L’autre problème est l’image de la profession qui prend forcément un sérieux coup. Quand on parle des journalistes au Cameroun, c’est en termes de dérives : on écrit n’importe quoi, sans aucun respect de la vie privée, ni des règles déontologiques. C’est l’ensemble de la profession des journalistes qui prend un coup, les vrais, les faux, les vrais-faux et les faux-vrais. On n’arrive pas à dire qui doit être journaliste. Tout le monde peut se proclamer journaliste le matin et faire autre chose l’après-midi.

 

AE : A qui la faute de tout ce flou ? A la profession ou aux pouvoirs publics ?

NàB : Tout le monde a sa part de responsabilité. Il y a les professionnels. S’ils se regroupaient et donnaient un avis au sein par exemple de l’Union des journalistes du Cameroun, l’Etat n’aurait jamais ignoré cette organisation. Mon expérience comme dirigeant de l’Ujc a été de constater que les journalistes aiment aller à toutes sortes de réunions pour les couvrir, disent-ils. Mais si vous les appelez en réunion, ils ne viennent pas. L’Ujc a organisé des réunions à Yaoundé, la capitale, qui est une forte place du journalisme au Cameroun, pourtant moins de 50 personnes sont venues. Les journalistes ne s’intéressent même pas à leur propre profession. C’est compréhensible car, un journaliste qui a passé toute sa carrière dans un média privé, ne peut même pas aspirer à une pension retraite.

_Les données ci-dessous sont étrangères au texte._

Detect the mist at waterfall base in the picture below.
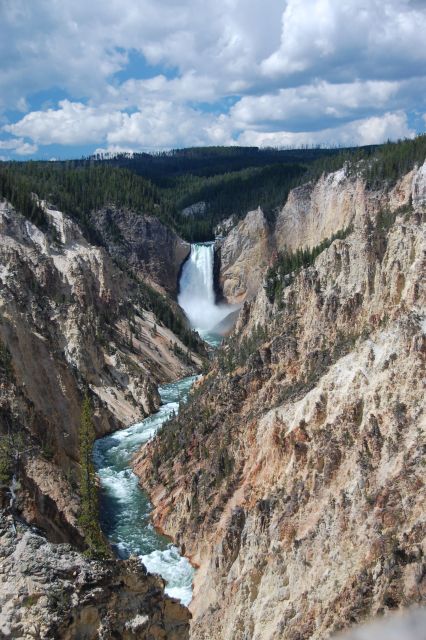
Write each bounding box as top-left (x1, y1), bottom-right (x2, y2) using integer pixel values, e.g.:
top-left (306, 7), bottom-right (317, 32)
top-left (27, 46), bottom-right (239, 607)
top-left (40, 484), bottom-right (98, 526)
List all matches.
top-left (178, 242), bottom-right (237, 342)
top-left (93, 243), bottom-right (237, 604)
top-left (93, 376), bottom-right (196, 604)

L’Etat est également responsable, car c’est lui qui prend les lois. C’est l’Etat qui doit réglementer la profession, comme il a réglementé dans les autres secteurs. Il revient à l’Etat de faire une loi permettant que la création d’un média s’adosse sur une entreprise de presse, au vrai sens du terme. Cela doit être une exigence. L’environnement économique doit être vraiment assaini et bien réglementé.

 

AE : A qui profite le crime ?

Le crime profite forcément à ceux qui peuvent entrer dans la profession le matin et repartir le soir avec un petit butin. Il profite également à ceux qui veulent se donner une image de journaliste alors qu’ils ne le sont pas. Les pouvoirs publics gagnent en instrumentalisant la presse. Au Cameroun, dès qu’un haut responsable est mis en cause dans une presse, le lendemain une autre presse prend immédiatement sa défense. Peut-être que l’Etat en tant qu’institution ne gagne rien, mais les acteurs de l’Etat gagnent, car chaque ministre, chaque directeur général a ses journalistes, chacun a sa presse. Ce n’est pas l’Etat en tant qu’institution qui encourage ça, mais ce sont les représentants de l’Etat.

 

AE : L’Etat peut-il réguler la presse sans qu’il n’y ait des abus ?

Faisons toujours le distinguo entre l’Etat comme institution et ceux qui le représentent. C’est souvent parfois pour des intérêts privés que l’on fait dire ou fait faire à l’Etat un certain nombre de choses. Au fond, l’Etat ne gagne rien à avoir une presse faible, qui dit n’importe quoi, fait n’importe quoi, ne respecte pas la moindre déontologie professionnelle. Ce ne sont que les individus qui y gagnent. Autant les individus en profitent dans la profession, autant en face les représentants de l’Etat en profitent. A l’inverse, l’Etat comme institution et le journalisme comme profession perdent.

Le problème actuel de la régulation c’est qu’elle a plusieurs têtes. Il y a le Conseil national de la communication (Cnc) et les administrations publiques, notamment le ministère de la Communication pour la police administrative de l’audiovisuel, et le ministère de l’Administration territoriale pour la police administrative de la presse écrite. Le Cnc, semble-t-il, travaille sur l’ensemble de la presse, mais cet organe a été débouté par le tribunal chaque fois qu’il a tenté de sanctionner un média ou un responsable de média. En réalité, rien n’a changé, malgré le décret de 2012 qu’on avait célébré comme donnant des pouvoirs de sanction au Cnc et faisait évoluer son statut d’organe consultatif.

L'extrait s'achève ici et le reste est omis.